The fact is, the cost is astronomical and the reward is uncertain. Kiyoomi’s moment of relief now will be brief and fleeting. What will that happiness win him if he loses the entire company and his family’s reputation in the process?
But even that’s not entirely fair.
Or, at least, it would be so much easier if it was something so simple as sacrificing only himself for his family.
You’re going to let someone else do that to themselves for you? Isn’t that a little selfish?
It’s not just him in the calculation and that’s something Kiyoomi keeps losing sight of. Falling on the sword for his family is one thing—is he willing to let someone else fall on its point with him? Is he willing to become that kind of selfish monster?
Ultimately, that’s the question he has to answer.
How far will he let this entire thing go?
How much of himself is Sakusa Kiyoomi willing to give up to get what he wants?
*
Ultimately, he doesn’t feel like he has a choice. His sister would say this is false. Motoya too, probably, if Kiyoomi consulted him. He doesn’t. He loves Aiko and he loves Motoya and he loves Wakatoshi too, but in the end this is a decision that no one can make but Kiyoomi.
He tries to imagine something else—a future without Itachiyama. It’s not the job itself that binds his imagination; it’s not that he is so married (ha) to the office. With his background, his credentials, he could get a high-ranking executive job nearly anywhere. He could join an emerging start up as an investor or executive suite member. He could make a lateral move into a pre-established company—Inarizaki would chomp at the bit to steal Itachiyama’s son. He could take his contacts and family wealth and simply start a whole new company. Hell, he could stay at Itachiyama and be content to rise as high within the ranks as he can go with Miya—or anyone else—as the CEO.
It’s not the lack of possibility; it’s that none of those things—none of those potential options, while worthy of him—is the thing he wants. None of those futures is the future Kiyoomi has been working for since he learned he could dream.

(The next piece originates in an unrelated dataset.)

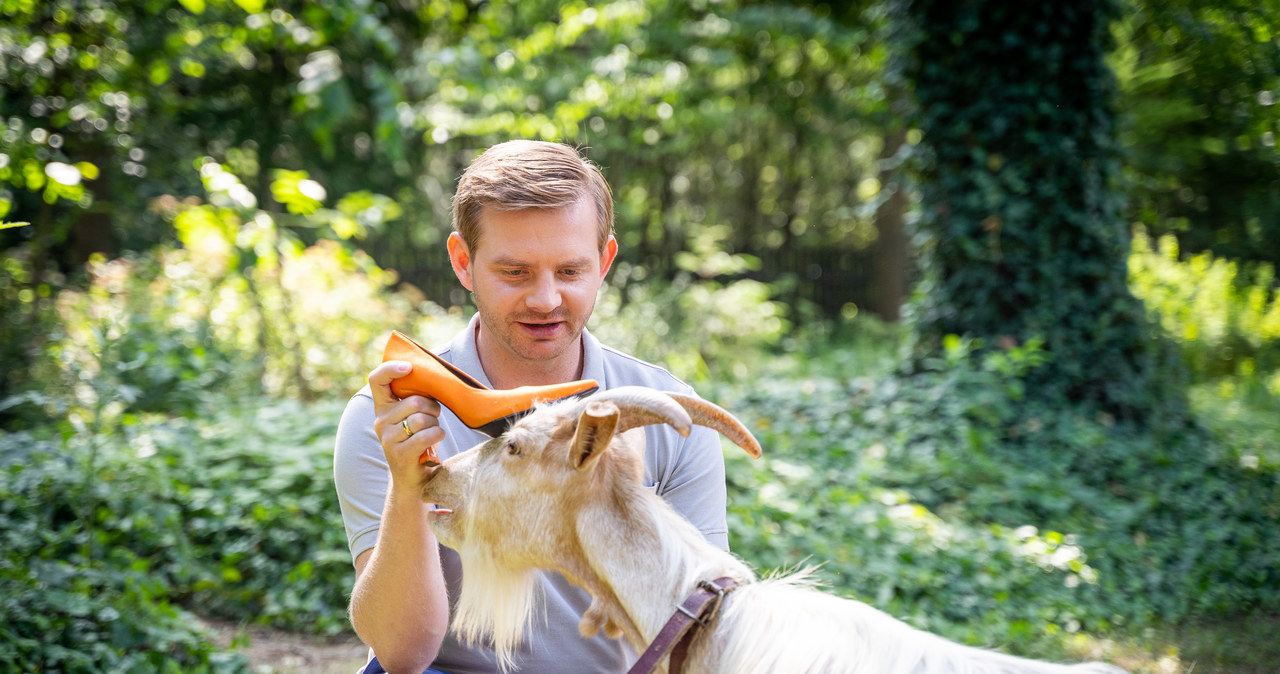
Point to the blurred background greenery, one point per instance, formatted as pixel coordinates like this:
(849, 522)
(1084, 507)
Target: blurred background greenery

Kiyoomi does not want to be CEO of another company. He does not want to start his own. He wants his company, his family’s company. He wants to be the successor to his mother’s legacy, the wild dream that his great-great grandfather had started so many years ago. Itachiyama has always belonged to a Sakusa—and Kiyoomi will not be the one to see that dream die.
He wears his favorite suit for it. He doesn’t know why; maybe he thinks it will make him feel better. It does, in a way. It makes him feel as though this is a professional decision and professional decisions are, at least, something Kiyoomi is good at making.
Kiyoomi steels himself against the onslaught of dread that he has become increasingly familiar with as of late—the creeping headache, the ratcheting anxiety, the weight sitting thick and heavy against his chest. He grits his teeth and swallows his nerves and knocks on the door to his mother’s office.
All told, it goes extremely well.
“Kiyoomi,” his mother says as she gestures him in. She has her hair down today, her greying curls loose across her shoulders. There’s a pinch of tension between her brows, but he doesn’t think it’s meant for him specifically. His mother has been under a tremendous amount of stress too—after all, she is retiring and leaving the company to her successor by the end of the year. Vote aside, she has to plan for that transition. “How are you doing? I haven’t seen you lately.”
They live in the same residence, but it’s easy enough to avoid someone when you want to in a house as large as theirs.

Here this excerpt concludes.